Hallamos en su mayor parte objetos de lo más repugnante, y cuanto más se prolongaba nuestra búsqueda más incomprensible se me tornaba que un ser humano pudiese habitar un espacio así. La cocina no era más que un minúsculo cubículo con un fregadero cochambroso y un armario bajo de madera aglomerada lacada en blanco, sobre la cual descansaba una placa eléctrica de dos fuegos. Los bordes superiores del armario aparecían hinchados debido a la acción del agua, y el amarillento perfil se había despegado unos cuantos centímetros. Abrí las puertas del armario con cierta dificultad y se separaron con un rechinar producto de la fricción. Exceptuando dos cacerolas en las que probablemente hacía años que no se preparaba nada comestible, y una caja de cartón de inidentificable contenido grumoso, no albergaba nada más.

Peor aún me resultó el baño. Cuando alcé la tapa del inodoro arriesgando una rápida mirada a su interior decidí dar por concluida aquella parte del registro inmediatamente. Respondí a la mirada de incomprensión que Menkhoff me dedicó cuando me vio abandonar aquel lugar tras sólo unos segundos con la más firme determinación:

—Si quieres que se revise eso de ahí, hazlo tú mismo. Ni diez caballos lograrían arrastrarme de vuelta a ese lugar.

Lo siguiente en mi lista era la habitación recién pintada. La estancia había sido tratada con extremo cuidado. La línea divisoria entre la rugosa pared pintada de amarillo pastel y el prístino techo era irreprochablemente recta. No había punto alguno en el que la pintura hubiese abandonado aquella separación. Los zócalos eran nuevos, estaban bien ajustados en las esquinas, nada fuera de lugar. Aproximadamente en el centro de la pared situada frente a la puerta había una pequeña abertura, de unos treinta centímetros, que probablemente servía para limpiar la chimenea. La abertura y sus bordes se habían limpiado a conciencia, y también en ella se había aplicado la pintura con escrupulosa minuciosidad.

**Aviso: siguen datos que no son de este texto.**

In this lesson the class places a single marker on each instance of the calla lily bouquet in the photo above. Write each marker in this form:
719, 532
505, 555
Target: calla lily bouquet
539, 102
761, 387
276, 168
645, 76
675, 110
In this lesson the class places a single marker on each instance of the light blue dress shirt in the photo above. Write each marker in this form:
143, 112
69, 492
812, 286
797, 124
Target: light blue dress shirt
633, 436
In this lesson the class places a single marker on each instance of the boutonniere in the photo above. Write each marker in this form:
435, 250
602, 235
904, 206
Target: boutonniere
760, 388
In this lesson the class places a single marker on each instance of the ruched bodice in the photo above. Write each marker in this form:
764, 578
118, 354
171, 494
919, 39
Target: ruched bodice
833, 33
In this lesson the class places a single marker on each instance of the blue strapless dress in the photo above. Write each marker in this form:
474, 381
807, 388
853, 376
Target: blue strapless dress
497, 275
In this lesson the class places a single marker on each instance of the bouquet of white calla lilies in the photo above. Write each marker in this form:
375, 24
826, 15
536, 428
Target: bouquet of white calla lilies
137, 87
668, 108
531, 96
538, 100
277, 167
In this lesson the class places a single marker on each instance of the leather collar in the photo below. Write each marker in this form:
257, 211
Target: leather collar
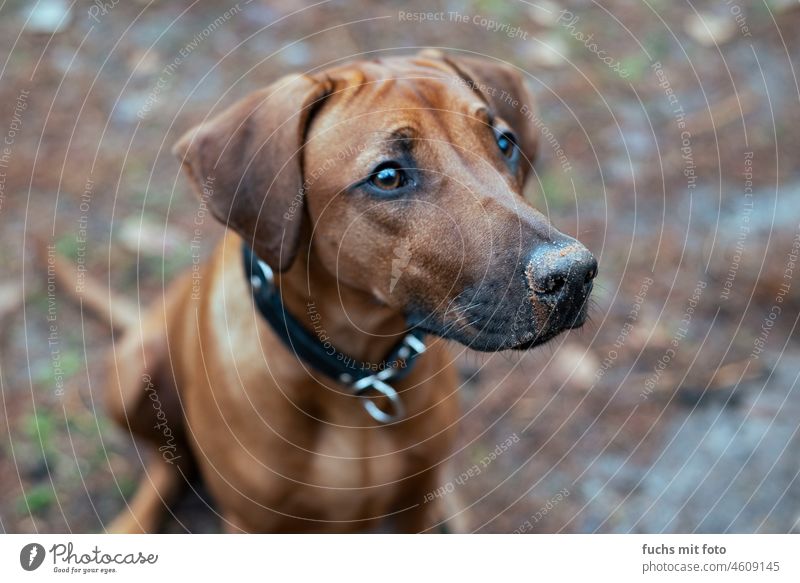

Toda la habitación daba la impresión de haber sido renovada por completo hacía muy poco tiempo. De lo que quiera que se hubiese encontrado allí… no quedaba ni rastro. Como si alguien se hubiese preocupado de borrar por completo hasta la más mínima huella.

—¡Alex, ven!

A lo largo de los años había aprendido a interpretar incluso la inflexión más desacostumbrada en la voz de Menkhoff. Reconocía la ira y el cinismo, la objetividad y, en contadas ocasiones, incluso el buen humor. El tono empleado en aquel instante para llamar mi atención era identificable con el triunfo. Lo cual, a su vez, sólo podía significar una única cosa: mi compañero había encontrado algo.